I like the other reviewer wish I had this book two years ago, would have saved me a great deal of headaches.
Lara


Rating: 5 out of 5
MUST READ for world designers and developers
Richard Bartle has an amazing amount of experience in designing and building virtual worlds. This book is a MUST READ for anyone designing a multiplayer on-line game or environment-- everyone from small community MUDs to huge massively-multiplayer systems. I would even suggest it for people writing more traditional multiplayer LAN games.

This is NOT a programming book. You will find very very little information on how to program or develop a world system or the back-end infrastructure. What you will find is page after page of design experince on topics such as virtual world "laws", economies, chracter relations, and player communities. Basically all the stuff after "our world is going to be a fantasy world with humans and elfs and monsters." Most of the information he offers can only come from trial and error-- often very costly trial and error. As he points out, you can patch most code, but you can't patch an economy or a character design flaw.

The book is written in a very relaxed style. It is not an guide on how to build the perfect world. There no perfect answers to most of these problems-- and besides, virtual worlds are SUPPOSED to be different. Rather, the general theme of the book is that if you are going to make decisions, THINK and make INFORMED decisions. This is done through many many discussions, e.g. "If you put this feature into your world, it will likely cause these side effects (bet you didn't think of that!), which have caused these problems for past designers." Reading this book is like sitting down with a bunch of other smart designers and asking "What if we do this?" "What if we try that?" only he has a general idea of most of the answers. At that point you are only left with picking the best set of answers for the world you are designing.

As someone who was professionally involved in building a massively multiplayer game that had a great graphics system and a solid server infrastructure but failed while still in development because of design problems and budgets, I cannot say enough about the value of this book. We would have given thousands for it just a handful of years ago.


Rating: 5 out of 5
The Definitive Book on the Subject
This looks like the definitive book on designing virtual worlds, and is likely to stay so for many years. It clearly shows that the author had 25 years of experience--not just as a designer of such worlds, but also as a user--to draw on, while at the same time being sufficiently detached from the industry to be able to offer candid opinions on any subject.

It's hard to think of anything on the subject that Bartle does not at least touch on (providing extensive, scholarly quality references to a wealth of further on- and offline materials), from the deepest metaphysical philosophy to the daily squabbles between users and administrators on virtual worlds large and small.

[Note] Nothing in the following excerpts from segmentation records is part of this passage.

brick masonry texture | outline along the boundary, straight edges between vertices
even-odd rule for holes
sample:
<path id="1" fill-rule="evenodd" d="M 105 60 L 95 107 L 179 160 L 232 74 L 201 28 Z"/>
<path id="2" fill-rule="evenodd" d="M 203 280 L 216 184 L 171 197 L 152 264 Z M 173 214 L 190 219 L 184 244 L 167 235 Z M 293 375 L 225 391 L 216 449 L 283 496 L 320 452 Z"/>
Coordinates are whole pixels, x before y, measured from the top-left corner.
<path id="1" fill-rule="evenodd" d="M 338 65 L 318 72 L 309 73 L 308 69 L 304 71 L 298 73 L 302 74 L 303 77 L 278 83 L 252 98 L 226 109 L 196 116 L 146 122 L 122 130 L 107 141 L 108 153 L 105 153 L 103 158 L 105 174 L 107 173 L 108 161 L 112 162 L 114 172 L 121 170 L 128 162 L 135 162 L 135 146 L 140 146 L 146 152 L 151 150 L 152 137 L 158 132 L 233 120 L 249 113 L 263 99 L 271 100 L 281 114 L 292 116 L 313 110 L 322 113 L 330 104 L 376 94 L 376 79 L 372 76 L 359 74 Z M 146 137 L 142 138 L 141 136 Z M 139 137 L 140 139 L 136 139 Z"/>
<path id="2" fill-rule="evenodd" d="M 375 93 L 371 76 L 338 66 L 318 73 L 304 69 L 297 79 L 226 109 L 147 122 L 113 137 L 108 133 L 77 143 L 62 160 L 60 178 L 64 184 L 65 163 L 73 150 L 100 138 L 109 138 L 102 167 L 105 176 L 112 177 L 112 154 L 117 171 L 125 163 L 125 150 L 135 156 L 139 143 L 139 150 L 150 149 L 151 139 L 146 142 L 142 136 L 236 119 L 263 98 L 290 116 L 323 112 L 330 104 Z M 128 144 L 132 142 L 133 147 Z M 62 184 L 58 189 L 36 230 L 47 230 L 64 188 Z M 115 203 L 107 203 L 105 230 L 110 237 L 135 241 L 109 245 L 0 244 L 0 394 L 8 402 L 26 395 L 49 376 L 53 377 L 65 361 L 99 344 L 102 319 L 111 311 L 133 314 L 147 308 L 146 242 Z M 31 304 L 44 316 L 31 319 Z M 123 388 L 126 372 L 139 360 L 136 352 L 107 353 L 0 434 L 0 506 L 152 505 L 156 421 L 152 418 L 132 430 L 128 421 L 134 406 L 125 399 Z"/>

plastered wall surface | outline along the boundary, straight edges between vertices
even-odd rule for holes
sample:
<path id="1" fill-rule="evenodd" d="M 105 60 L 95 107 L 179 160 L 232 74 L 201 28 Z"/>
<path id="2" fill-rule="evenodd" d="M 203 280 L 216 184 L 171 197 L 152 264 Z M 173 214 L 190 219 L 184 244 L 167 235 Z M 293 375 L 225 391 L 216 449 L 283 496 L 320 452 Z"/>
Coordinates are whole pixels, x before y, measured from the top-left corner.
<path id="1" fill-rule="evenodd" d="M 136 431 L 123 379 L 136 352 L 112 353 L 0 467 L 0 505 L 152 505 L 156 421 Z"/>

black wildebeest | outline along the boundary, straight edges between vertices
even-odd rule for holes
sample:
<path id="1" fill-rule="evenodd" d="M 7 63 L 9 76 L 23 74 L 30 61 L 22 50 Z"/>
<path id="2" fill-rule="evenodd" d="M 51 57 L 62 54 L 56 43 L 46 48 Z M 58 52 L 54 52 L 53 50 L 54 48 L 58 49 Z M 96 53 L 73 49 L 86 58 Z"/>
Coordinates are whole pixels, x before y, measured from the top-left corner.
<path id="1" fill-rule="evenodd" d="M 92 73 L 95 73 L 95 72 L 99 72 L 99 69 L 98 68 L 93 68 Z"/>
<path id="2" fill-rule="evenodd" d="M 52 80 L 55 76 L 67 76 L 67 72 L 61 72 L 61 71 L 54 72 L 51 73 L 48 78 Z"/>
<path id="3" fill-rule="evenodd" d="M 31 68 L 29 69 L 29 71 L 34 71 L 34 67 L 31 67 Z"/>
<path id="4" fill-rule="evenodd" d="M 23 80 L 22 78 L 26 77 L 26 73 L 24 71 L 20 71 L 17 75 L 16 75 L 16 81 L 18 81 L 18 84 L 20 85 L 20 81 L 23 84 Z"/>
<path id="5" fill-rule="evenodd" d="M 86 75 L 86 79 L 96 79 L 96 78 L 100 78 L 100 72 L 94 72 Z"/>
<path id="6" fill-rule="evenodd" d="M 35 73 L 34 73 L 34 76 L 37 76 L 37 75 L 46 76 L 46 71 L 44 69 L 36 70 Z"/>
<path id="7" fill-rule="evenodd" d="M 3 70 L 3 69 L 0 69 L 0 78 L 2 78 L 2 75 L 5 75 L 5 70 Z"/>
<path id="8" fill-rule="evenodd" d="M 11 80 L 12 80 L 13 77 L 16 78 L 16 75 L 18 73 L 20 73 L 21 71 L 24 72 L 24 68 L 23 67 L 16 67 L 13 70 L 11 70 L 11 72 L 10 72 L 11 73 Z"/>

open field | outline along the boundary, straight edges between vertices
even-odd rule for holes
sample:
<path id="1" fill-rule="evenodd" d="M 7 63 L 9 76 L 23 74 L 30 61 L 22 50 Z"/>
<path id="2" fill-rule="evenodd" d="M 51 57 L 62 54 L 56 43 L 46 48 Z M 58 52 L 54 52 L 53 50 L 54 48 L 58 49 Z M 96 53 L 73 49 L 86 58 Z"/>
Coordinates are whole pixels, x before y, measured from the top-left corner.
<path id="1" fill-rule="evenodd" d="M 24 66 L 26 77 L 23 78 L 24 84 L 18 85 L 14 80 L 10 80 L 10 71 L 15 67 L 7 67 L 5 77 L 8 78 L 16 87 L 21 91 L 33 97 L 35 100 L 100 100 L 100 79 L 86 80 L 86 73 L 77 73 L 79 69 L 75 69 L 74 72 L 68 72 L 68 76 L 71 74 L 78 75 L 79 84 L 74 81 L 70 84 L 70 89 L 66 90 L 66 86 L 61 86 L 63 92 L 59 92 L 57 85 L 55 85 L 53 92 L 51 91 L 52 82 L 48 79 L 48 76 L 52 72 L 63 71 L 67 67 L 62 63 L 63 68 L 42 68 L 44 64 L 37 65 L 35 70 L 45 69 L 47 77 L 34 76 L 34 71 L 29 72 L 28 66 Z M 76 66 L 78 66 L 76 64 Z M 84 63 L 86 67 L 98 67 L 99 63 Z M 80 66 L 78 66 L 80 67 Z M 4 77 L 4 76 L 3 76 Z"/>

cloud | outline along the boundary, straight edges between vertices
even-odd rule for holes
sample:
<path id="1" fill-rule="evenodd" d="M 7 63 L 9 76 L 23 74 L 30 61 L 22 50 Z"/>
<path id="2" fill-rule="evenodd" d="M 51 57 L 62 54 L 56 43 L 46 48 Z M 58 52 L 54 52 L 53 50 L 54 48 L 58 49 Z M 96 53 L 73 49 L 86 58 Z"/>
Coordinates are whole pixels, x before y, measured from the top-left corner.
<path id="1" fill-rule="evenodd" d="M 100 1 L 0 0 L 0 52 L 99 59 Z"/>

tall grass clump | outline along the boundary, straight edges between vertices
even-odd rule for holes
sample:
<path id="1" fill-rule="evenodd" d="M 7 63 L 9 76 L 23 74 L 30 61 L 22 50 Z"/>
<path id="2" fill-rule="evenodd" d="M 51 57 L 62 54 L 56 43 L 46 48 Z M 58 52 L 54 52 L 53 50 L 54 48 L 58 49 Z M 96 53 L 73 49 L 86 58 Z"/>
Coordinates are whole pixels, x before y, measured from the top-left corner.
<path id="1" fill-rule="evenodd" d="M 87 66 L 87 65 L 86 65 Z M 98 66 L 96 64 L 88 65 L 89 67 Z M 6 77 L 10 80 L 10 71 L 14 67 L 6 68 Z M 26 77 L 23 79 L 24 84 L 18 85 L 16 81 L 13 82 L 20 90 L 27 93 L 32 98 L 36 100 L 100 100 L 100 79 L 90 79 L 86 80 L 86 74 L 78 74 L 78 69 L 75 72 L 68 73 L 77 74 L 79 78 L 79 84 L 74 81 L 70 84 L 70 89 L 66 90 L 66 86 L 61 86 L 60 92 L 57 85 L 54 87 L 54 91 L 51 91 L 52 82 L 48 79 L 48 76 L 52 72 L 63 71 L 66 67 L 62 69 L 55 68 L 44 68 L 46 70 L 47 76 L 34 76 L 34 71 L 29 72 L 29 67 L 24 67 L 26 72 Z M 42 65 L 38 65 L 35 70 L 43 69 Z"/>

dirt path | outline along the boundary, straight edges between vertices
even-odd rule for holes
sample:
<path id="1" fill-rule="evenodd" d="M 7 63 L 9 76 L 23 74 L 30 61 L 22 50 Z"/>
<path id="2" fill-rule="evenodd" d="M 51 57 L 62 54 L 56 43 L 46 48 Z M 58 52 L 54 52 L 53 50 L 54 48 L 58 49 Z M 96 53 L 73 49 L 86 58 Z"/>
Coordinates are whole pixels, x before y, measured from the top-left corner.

Bartle does not in general provide cut-and-dried solutions to the world design issues, but he gives an extensive discussion of approaches attempted and how they succeeded and failed.

My only reservation with this otherwise excellent book was that I found some of the discussion a bit overly extensive. I would have preferred a book maybe 200 pages shorter, especially towards the final chapters of the book.

If you're planning on designing a virtual world, buying this book is more than just a good idea: Failing to do so would border on criminal negligence.